INITIATIVES for special economic zones of the Awami League government, which was toppled through a mass uprising on August 5, have almost fallen flat. Modelled on the Chinese success of industrialisation, the initiatives taken in 2015 to set up 97 such zones still fall short of the target. The government of the day planned to set up 68 of them and had plans to put the establishment of the remaining 29 zones in private hands with the initial deadline of 2030, which has already been extended until 2041. Operation in 10 zones — three under public initiatives and seven under private initiatives — has partly begun and work on others has fallen behind schedule because of delay in infrastructure development. Yet, many other zones, mostly taken up without any feasibility studies, are still in approval stages. Experts believe that the initiatives were nothing short of publicity stunts of the Awami League government that had been obsessed about a development-centric growth, which hardly benefitted people at large. The Awami League government falsely projected a rosy picture of employment generation and earning from the economic zones, but nothing noticeable has so far been achieved. The initiatives have now been a challenge for the interim government.
The major reasons that have held back the initiatives include the inefficiency of implementing agencies, the politicisation of the investor selection process, flawed planning and land acquisition problems. There are allegations that some of the zones were approved on political considerations. The Anowara Economic Zone 2 across the River Karnaphuli in Chattogram is a case in example. The zone was exclusively given to Chinese investors in 2015. A tunnel under the river has already been constructed for Tk 59.13 billion taken out in loans from China. But the zone has so far made little progress. Data show that the Economic Zones Authority received investment proposals involving $28.75 billion from companies at home and abroad, but the actual investment was about $6.00 billion between 2020 and June 2023. Inequality in opportunity for investors is said to have widened in the past decade and a half of the Awami League’s consecutive tenure in office and partisan loyalty prevailed over merit and the investor’s capacity for access to bank credits, highlighting a glaring absence of democratic governance that was a major problem for both local and foreign investors. Foreign direct investment in the 2024 financial year declined to a decade’s low amidst negative credit rating, the shortage of the dollar, political uncertainty, inefficient bureaucracy and corruption.
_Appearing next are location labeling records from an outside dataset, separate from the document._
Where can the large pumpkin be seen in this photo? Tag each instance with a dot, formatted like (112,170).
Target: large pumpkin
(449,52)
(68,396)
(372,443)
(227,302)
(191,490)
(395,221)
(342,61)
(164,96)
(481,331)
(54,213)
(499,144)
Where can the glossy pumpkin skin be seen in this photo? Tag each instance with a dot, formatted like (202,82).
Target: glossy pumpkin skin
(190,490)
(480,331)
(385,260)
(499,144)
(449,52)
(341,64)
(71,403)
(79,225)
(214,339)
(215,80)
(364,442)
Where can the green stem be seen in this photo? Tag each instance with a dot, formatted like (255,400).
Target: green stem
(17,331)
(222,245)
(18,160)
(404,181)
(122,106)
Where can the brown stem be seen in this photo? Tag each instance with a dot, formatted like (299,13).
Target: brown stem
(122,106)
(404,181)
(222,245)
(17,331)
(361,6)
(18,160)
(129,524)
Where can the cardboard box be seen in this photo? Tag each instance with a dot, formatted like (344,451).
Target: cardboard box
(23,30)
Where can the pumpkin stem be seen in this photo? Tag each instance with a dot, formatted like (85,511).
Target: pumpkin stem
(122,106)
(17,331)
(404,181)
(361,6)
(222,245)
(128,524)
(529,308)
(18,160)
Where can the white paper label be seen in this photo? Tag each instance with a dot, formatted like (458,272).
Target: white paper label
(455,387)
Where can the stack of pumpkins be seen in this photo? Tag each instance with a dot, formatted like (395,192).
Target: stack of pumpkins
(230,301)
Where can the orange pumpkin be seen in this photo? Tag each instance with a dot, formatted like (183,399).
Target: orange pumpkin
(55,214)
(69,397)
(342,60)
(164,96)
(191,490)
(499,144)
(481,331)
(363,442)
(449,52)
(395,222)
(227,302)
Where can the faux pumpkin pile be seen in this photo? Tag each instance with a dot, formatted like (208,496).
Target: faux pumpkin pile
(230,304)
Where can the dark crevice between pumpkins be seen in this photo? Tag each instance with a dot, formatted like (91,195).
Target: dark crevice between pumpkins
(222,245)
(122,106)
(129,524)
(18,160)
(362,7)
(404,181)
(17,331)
The government should, therefore, ease doing business, bring about sustainable political stability, purge inefficiency and corruption and do away with the already identified barriers to pave the way for more private investment. Both the Investment Development authority and the Special Economic Zones Authority acknowledge a waning share of Bangladesh in Asia’s $620 billion in foreign direct investment. Bangladesh’s graduation from the category of least developed countries into a developing country could be rough without local and foreign private investments, both inside the economic zones or outside.